The book is called ``Complexity and the Art of Public Policy,'' and its main point is that our policy debates have fallen into a trap that economists inadvertently created some 50 years ago. That's when they started building mathematical models of economic systems, and, to simplify things, made the assumption that people have fixed or unchanging preferences and desires. Sounds innocuous; it wasn't, and isn't.

That's because this assumption has led us to accept that the aim of policy is never to influence individual preferences or values, only to satisfy pre-existing desires as well as possible. A few steps from there and you have conventional economic wisdom -- that decentralized markets do a wonderful job creating wealth and meeting the vast diversity of human wants, but also that markets fail for a variety of reasons. We need government to step in when they do; for example, to supply socially valuable public goods such as broad education and clean air.

Hence, we're stuck with a policy framework that says either “leave things to the market,” or instead “count on government” -- a recipe for polarization. By assuming that people have fixed preferences, Colander and Kupers write, economists have effectively ruled out an entire world of policies that might actually get markets and governments working together more imaginatively.

After all, market enthusiasts are right that the free activity of millions of people seeking their own ends is an incredibly powerful way to find solutions to human needs. Central planning can't match local knowledge and creativity. However, the prevailing values of the markets -- valuing financial gain over all else -- means that market ingenuity isn't often directed toward social benefit. Here, Colander and Kupers argue, government has a role, not in finding any solution, or producing any good, but in encouraging institutions within which new values could emerge, helping the market to achieve socially beneficial outcomes.

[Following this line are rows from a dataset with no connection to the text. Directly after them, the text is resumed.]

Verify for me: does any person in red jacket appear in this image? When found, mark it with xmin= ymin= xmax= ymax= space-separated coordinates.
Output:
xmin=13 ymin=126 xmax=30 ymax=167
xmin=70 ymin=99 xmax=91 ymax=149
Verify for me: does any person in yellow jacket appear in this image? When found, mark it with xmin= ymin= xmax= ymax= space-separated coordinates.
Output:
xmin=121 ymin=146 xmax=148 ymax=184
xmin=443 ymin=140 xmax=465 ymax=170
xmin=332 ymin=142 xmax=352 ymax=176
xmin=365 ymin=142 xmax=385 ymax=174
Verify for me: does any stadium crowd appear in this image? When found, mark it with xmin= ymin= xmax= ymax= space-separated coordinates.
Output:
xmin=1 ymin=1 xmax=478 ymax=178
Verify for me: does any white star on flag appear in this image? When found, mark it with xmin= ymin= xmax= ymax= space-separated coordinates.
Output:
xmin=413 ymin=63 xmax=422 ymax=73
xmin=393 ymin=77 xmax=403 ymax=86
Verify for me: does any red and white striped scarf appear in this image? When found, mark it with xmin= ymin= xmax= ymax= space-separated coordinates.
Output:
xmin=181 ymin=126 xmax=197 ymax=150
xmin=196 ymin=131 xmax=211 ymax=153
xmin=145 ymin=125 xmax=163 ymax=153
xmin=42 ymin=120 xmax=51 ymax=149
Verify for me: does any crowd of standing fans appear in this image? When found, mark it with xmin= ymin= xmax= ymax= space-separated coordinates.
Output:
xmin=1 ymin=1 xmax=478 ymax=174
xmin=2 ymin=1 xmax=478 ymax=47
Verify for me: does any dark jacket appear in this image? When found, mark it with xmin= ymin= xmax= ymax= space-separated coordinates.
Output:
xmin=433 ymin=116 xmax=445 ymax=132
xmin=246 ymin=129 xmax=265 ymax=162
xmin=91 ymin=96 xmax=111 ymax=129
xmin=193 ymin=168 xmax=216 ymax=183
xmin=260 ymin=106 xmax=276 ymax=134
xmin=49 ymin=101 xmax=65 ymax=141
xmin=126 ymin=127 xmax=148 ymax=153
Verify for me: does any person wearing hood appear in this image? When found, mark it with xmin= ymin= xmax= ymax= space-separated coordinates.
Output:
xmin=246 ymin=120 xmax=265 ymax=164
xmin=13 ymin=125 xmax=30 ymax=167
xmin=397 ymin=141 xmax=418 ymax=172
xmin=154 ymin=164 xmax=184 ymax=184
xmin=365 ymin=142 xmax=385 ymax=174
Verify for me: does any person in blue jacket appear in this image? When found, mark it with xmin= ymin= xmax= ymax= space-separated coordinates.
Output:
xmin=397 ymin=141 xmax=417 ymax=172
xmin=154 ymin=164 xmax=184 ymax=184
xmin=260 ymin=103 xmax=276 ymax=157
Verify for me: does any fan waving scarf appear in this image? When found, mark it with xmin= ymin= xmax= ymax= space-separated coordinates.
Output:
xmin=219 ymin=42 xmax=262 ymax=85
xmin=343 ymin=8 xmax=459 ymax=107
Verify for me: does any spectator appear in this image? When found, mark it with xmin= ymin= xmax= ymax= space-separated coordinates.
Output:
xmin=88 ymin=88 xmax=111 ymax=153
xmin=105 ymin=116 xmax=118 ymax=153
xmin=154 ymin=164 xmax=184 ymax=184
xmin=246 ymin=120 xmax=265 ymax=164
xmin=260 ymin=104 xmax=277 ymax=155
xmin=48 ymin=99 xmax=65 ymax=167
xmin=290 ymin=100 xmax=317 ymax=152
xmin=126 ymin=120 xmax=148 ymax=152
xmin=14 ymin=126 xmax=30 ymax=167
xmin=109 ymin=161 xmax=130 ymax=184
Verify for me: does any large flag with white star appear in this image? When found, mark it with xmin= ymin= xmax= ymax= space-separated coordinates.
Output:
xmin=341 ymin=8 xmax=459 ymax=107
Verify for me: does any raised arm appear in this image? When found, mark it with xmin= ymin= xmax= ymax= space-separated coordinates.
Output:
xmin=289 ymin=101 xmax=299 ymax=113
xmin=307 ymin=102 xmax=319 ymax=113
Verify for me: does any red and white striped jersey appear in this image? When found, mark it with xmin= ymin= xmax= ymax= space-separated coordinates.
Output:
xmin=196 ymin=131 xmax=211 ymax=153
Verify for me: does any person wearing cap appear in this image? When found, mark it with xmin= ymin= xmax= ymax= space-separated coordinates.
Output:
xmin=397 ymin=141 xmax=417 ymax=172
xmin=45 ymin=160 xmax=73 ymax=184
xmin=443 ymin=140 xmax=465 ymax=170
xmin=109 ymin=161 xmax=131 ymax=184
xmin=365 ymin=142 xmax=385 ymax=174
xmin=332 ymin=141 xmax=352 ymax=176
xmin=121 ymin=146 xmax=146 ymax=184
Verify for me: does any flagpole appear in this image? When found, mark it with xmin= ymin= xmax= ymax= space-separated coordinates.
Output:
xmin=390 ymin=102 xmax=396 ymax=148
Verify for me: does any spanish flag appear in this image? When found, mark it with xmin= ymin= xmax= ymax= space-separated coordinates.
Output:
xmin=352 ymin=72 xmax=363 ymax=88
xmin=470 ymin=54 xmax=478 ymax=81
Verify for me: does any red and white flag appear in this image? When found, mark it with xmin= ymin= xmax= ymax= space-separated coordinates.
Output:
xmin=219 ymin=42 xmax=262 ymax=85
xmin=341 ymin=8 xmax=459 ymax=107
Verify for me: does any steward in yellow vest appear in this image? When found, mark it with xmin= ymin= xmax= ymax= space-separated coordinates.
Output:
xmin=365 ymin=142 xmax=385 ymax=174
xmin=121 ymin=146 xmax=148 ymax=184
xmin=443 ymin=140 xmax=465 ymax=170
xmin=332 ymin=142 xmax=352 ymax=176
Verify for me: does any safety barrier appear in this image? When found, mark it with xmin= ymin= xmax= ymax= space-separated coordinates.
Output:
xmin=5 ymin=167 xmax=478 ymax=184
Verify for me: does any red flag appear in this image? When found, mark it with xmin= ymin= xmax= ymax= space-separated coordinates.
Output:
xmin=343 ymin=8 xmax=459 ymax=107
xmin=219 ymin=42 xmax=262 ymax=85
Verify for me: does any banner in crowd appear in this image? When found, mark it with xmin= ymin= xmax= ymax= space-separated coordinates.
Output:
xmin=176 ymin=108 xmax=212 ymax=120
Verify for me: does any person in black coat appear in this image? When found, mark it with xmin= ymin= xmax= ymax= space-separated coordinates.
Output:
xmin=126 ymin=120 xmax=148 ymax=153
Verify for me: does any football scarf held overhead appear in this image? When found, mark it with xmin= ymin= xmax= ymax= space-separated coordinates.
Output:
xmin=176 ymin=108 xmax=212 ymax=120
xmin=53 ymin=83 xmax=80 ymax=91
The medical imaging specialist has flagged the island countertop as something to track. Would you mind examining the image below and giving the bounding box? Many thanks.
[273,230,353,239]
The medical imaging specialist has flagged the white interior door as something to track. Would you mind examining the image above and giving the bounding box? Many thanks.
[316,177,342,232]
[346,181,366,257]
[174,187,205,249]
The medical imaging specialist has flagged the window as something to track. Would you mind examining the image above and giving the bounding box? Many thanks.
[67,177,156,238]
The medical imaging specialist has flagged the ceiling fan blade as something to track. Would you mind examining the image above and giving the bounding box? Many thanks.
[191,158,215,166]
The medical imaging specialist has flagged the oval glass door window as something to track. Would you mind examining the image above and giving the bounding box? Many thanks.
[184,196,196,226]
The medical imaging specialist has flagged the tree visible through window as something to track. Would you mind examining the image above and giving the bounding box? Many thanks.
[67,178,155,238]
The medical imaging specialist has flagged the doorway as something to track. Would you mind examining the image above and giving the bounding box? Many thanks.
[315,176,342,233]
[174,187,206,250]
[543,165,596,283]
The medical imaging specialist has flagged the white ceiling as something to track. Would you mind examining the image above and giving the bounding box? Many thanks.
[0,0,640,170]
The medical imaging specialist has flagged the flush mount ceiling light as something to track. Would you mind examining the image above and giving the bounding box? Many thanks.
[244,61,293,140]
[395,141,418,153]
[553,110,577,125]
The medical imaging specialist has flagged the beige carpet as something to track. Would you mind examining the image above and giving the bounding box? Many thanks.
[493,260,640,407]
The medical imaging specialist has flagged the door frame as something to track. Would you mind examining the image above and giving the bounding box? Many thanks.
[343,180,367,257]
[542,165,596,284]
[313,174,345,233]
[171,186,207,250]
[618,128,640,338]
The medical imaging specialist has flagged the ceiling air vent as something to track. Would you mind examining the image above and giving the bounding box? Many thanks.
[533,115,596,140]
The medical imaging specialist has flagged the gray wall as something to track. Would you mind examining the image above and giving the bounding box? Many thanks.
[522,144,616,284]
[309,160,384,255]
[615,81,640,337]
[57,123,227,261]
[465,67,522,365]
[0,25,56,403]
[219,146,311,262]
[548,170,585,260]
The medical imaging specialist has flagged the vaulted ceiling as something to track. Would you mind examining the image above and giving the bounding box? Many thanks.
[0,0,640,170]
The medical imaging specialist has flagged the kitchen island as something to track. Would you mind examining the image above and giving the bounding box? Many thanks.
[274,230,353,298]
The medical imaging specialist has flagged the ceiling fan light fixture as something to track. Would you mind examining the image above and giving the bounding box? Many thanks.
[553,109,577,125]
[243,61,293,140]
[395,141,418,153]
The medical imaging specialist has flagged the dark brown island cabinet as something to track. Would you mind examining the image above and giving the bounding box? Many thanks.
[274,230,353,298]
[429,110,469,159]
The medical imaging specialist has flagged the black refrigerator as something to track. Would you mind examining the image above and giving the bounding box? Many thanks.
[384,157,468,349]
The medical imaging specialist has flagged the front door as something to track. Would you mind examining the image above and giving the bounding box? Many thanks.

For example, new kinds of “for-benefit” businesses have already started emerging, and could be further encouraged by government groundwork. Examples include Ashoka.org, an umbrella organization aiding for-benefit enterprise, or Patagonia, the outdoor-gear company devoted to environmental responsibility and -- since 2012 – officially listed under California law as a “benefit organization.” To thrive, such organizations require a legal framework attuned to their social focus -- including rules designed to maintain a commitment to the values and culture of the founding entrepreneurs.

With a significant shift in prevailing values, such businesses could compete quite well with for-profit companies, attracting employees with shared norms to work for them, or doing business on favorable terms with other for-benefit firms. In such a world, the government needn't step in for market failures; it would only help create a level playing field so that for-benefit businesses could succeed, enabling the magic of markets to supply social well-being as well as material growth. Imagine new companies devoted to supplying cheap and effective drugs and aiming to maximize social benefit rather than profit. Or companies with an earnest mission to deliver quality health care while keeping costs down.

Recognize that preferences aren't fixed -- and that policies might aim to encourage their evolution -- and you can begin to see how markets and government might work together. Social entrepreneurs could help markets themselves achieve social goals, giving more freedom to individuals, and shrinking government at the same time.

Unfortunately, little of this happens now because institutions haven't been designed to be friendly to social entrepreneurs. Academic economics is behind the curve too. It should be exploring the kinds of institutions that would be most beneficial in bringing such a world about. It isn't, because most economists remain locked in the old policy frame, as do the policy makers and politicians they influence.

Colander and Kupers's book ought to be on every policy maker's reading list. They suggest that we can get ourselves out of the boring old debates, but it will take a little imagination. And the willingness to see that some of the things we think we “know” are precisely what keep us stuck where we are.